Interesting situation... Ain't it?  Be kind of fun to see what happens when the Fed tries to beat them down...  Wonder if any other state has the b***s to stand up and be counted?


----------



## KenpoTex (Apr 29, 2009)

Sigung86 said:


> Interesting situation... Ain't it? Be kind of fun to see what happens when the Fed tries to beat them down... Wonder if any other state has the b***s to stand up and be counted?


 
did a little looking...

Texas:


> A bill by state Rep. Leo Berman exempting Texas-made firearms, gun accessories and ammunition sold within the state from federal regulation and law -- including registration -- was heard in a House committee on Monday.
> 
> "With the appointment of Eric Holder as U.S. attorney general, we have the most anti-Second Amendment attorney general in the history of the nation," Berman said. "What we're saying with this is there are some guns not subject to federal regulation. We have guns and gun accessories and ammunition here that are not subject to their regulation."


 LINK


Alaska:


> Prime sponsor Mike Kelly, R-Fairbanks, attracted 10 co-sponsors and said the bill is both a measure to allow manufacture of guns and a statement that Alaska intends to reclaim some of its rights. Alaska has seen rights eroded in the oversight of navigable waters, fish and game, and access to natural resources, Kelly said, but can reclaim rights guaranteed by the Second Amendment.
> "We will handle the regulation of it," he said.
> Kelly said the federal government has regulated firearms in part though the oversight of interstate commerce. The bill addresses that by exempting firearms, ammunition and firearm accessories that are manufactured and retained in the state. Guns and ammo that fit that criteria should be exempt from federal regulation, including registration, he said.


 LINK


I'm curious to see if this goes anywhere...not only because of the Constitutional issues, but because I'm in favor of anything that pisses off the ATF.


----------



## jarrod (Apr 30, 2009)

i have a small list of states where i would eventually like to settle down in a small off the grid subsistence farm.  montana just jumped to the top.

jf


----------



## chinto (May 1, 2009)

very cool!!  wish the other 49 states would do the same!!


----------



## Bob Hubbard (May 1, 2009)

Texas and Alaska are on the same path.  NY...well......


----------



## Archangel M (May 1, 2009)

Hmmm..growth industry in "homegrown" gun companies...could be good for local economies.


----------



## searcher (May 1, 2009)

I am loving some other states and starting to not like mine.    We are alright, but to make such a bold statement really shows DC that they are not going to take any more of their crap.

Go States Go!!!!


----------



## Lisa (May 1, 2009)

Things like this will never be seen in Canada, at least not in my lifetime.


----------



## Empty Hands (May 1, 2009)

I hope this doesn't become the new Nullification crisis.  The last one didn't turn out too well.


----------



## Scott T (May 2, 2009)

Lisa said:


> Things like this will never be seen in Canada, at least not in my lifetime.

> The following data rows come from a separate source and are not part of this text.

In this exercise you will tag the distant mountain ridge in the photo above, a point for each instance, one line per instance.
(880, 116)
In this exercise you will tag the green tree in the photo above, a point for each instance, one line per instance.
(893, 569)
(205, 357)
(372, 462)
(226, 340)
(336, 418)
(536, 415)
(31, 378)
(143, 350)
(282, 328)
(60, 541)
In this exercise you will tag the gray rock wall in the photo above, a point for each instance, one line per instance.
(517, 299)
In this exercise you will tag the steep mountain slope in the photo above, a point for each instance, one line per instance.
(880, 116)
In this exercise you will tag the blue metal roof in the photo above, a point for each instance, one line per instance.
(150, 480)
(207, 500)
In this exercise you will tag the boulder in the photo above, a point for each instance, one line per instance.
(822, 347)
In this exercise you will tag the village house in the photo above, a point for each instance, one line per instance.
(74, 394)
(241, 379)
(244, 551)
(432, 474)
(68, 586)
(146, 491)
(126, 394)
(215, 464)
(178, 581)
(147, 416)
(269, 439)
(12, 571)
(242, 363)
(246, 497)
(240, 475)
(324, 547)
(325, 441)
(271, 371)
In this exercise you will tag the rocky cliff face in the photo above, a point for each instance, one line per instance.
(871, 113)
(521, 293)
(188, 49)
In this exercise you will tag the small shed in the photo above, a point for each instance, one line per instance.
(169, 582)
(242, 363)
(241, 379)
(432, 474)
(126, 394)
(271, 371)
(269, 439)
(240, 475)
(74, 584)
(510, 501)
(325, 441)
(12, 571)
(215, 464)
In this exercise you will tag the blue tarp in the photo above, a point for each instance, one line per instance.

Unfortunately, you're right. Ottawa has too much power in these areas and that city is run by Central Canada, which in turn is run by the urbanites. The rest of us are -- to put it succinctly -- screwed.


----------



## chinto (May 2, 2009)

time will tell , but I wonder if some of the polititions have clue one how many feel as old Charlton Heston did... Remember his standing there at the podium with the old Pennsylvania Rifle over his head?... i think a lot of people do.. go try and find most caliber of  cartridges, rifle or pistol, or shells for shotguns in your local stores..  I know they are sold out in 15 min here in my state.. and its a lousy democratic party run state at that!


----------